Cutting drug prices Azar's No. 1 job
Meanwhile, at the Republicans' retreat and the State of the Union, Trump reiterated his desire to reduce the price of prescription drugs — a promise he had made throughout his presidential campaign but has taken little action to achieve.
He charged his new secretary of Health and Human Services, Alex Azar, with getting the job done.
Prices will "come rocketing down," Trump pledged during Azar's Jan. 29 swearing-in ceremony.
Speaking from Indiana on Feb. 2, Azar said he and the president were "working on an aggressive agenda on lowering list prices and costs to the system from prescription drugs."
"I've only been on the job for several days and I have had many interactions already with the president of the United States on this issue," he added.
Azar said Trump told him lowering prices was "job number one."
The new health chief said he has been meeting with most senior members of the administration on a "game plan," which he said involved working on how to increase generic and branded drug competition to lower prices.
He said that he and other administration officials have been examining "how we end gaming of the patent system by branded pharmaceutical companies so that we get more low-cost generics out on the market" — actions Gottlieb has been working on at the FDA.
Azar said he and his team were also looking at ways to ensure the benefits from the discounts insurance companies receive from drug manufacturers — which are paid through middlemen entities known as pharmacy benefit managers — are passed on to patients so they can pay lower out-of-pocket costs at the pharmacy.
But "most importantly" he was searching for ways to create incentives aimed at getting drugmakers to lower rather than raise their prices, he added.
Azar, a former executive at Eli Lilly and Co., had complained during his Jan. 9 confirmation hearing that biopharmaceutical manufacturers do not lower their prices because the system does not provide incentives to do so.
Indiana opioid funds
Azar's Feb. 2 drug pricing remarks came during a news conference in Indiana, where he ventured outside of Washington for the first time in his new role to announce his agency had granted that state the second ever federal waiver to require able-bodied adults to work or engage in other community activities, such as skills training, education, job search, volunteering or caregiving, in exchange for receiving Medicaid benefits.
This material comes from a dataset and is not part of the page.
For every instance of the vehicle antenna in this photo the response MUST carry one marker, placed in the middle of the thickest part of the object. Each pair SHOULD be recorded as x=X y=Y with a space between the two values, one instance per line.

Kentucky was the first state granted the work requirement waiver, receiving it on Jan. 12.
As part of Indiana's waiver, the federal government is allowing the state to use up to $80 million each year for the next three years — or up to $240 million in total — to support efforts to combat the opioid epidemic.
A range of addiction treatment options — inpatient, outpatient and residential — will be available for low-income beneficiaries enrolled in either the state's traditional Medicaid program or its expanded Healthy Indiana Program, said Jennifer Walthall, secretary of Indiana's Family and Social Services Administration.
Walthall emphasized the $240 million was not a grant, but would come through the Medicaid reimbursement process and was based on an estimate of the number of beneficiaries anticipated to use the opioid addiction services.
"This is about giving them access to more hospitals and other facilities to help them recover, as well as expanding access to recovery opportunities in their communities," Walthall told reporters.
"It is not an overstatement to say this is not going to just change lives. This in fact is going to be able to save lives," Indiana Gov. Eric Holcomb said.
While Indiana may have additional opioid funding support, Trump has yet to ask Congress for new funds to fight the epidemic nationwide.